Studies have shown that methyl jasmonate is involved in the defensive mechanisms against post-harvest diseases through a complex signaling network of fruit-based monitoring interactions, which indicates an increase in the expression of proteins associated with the disease (PR) (such as chitinase, glucanase or heat shock proteins) and the accumulation of phytoalexins in the host or other antifungal compounds (Ding et al., 2002; Wang et al., 2014). Studies of Asghari and Hasanlooe (2015) have also shown that the use of methyl-jasmonate in post-harvest time has increased the activity of cata-lase enzyme in strawberries, which is consistent with the results of this study. Studies of Yao and Tian (2005) on peaches showed that between concentrations of 1, 10, 100 and 500 ^mol l-1 of methyl jasmonate, the best and the most economical concentration for eliminating microbial growth is 1 ^mol l-1. Methyl jasmonate, also causes accumulation of plant defensive proteins against pathogens in some cases (Wang et al., 2003).
Ge et al. (2015) reported that Peach treatments with brassinolide, due to its effect on increasing resistance proteins such as superoxide dismutase and peroxidase enzymes, reduced the decay caused by the P expansum Link which is consistent with the findings of this study. In jujube, EBR stimulated the activity of defense-related enzymes (CAT, SOD etc.) which consequently increases the resistance to the fungus pathogen of blue mold (Zhu et al., 2010). Liu et al. (2016) found that epibrassinolides-treated grapes had better post-harvest quality and a lower incidence of Botrytis rot. Zhu et al. (2015) proposed that EBR could reduce the incidence of post-harvest disease in 'Satsuma' mandarin, possibly attributable to the accumulation of H2O2, stress-related metabolites, and also the induction of stress-related genes. It has been suggested that BRs may help reducing decay by inducing disease resistance in fruits and also delaying their senescence (Champa et al., 2015).

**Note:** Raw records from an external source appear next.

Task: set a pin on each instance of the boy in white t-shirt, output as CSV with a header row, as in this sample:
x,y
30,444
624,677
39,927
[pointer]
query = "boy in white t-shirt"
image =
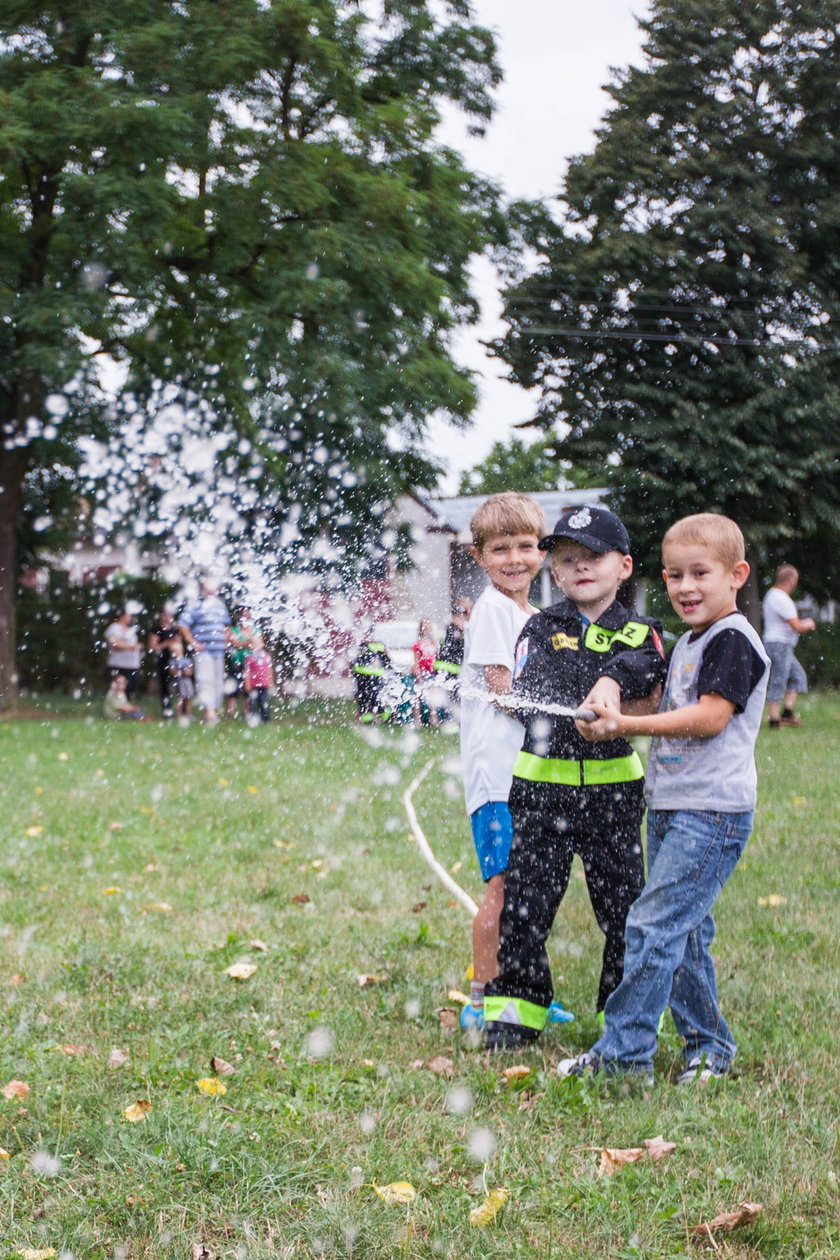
x,y
782,629
505,534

Chitosan has a double effect on host-pathogen interactions as followings: It has both a direct antifungal effect and the ability of inducing defense mechanisms in plant (Romanazzi et al., 2013). First reason for the antimicrobial activity of chitosan is the positive charge amino group. Second, it interferes with negatively charged microbial cell membranes, which resulting in leakage of proteins and other intracellular constituents of pathogens (Jayaraj et al., 2009). In addition, chitosan may enter fungal cells, which inhibit the absorption of essential nutrients, and as a result inhibit or slow down the synthesis of mRNA and protein (Zhang et al., 2011).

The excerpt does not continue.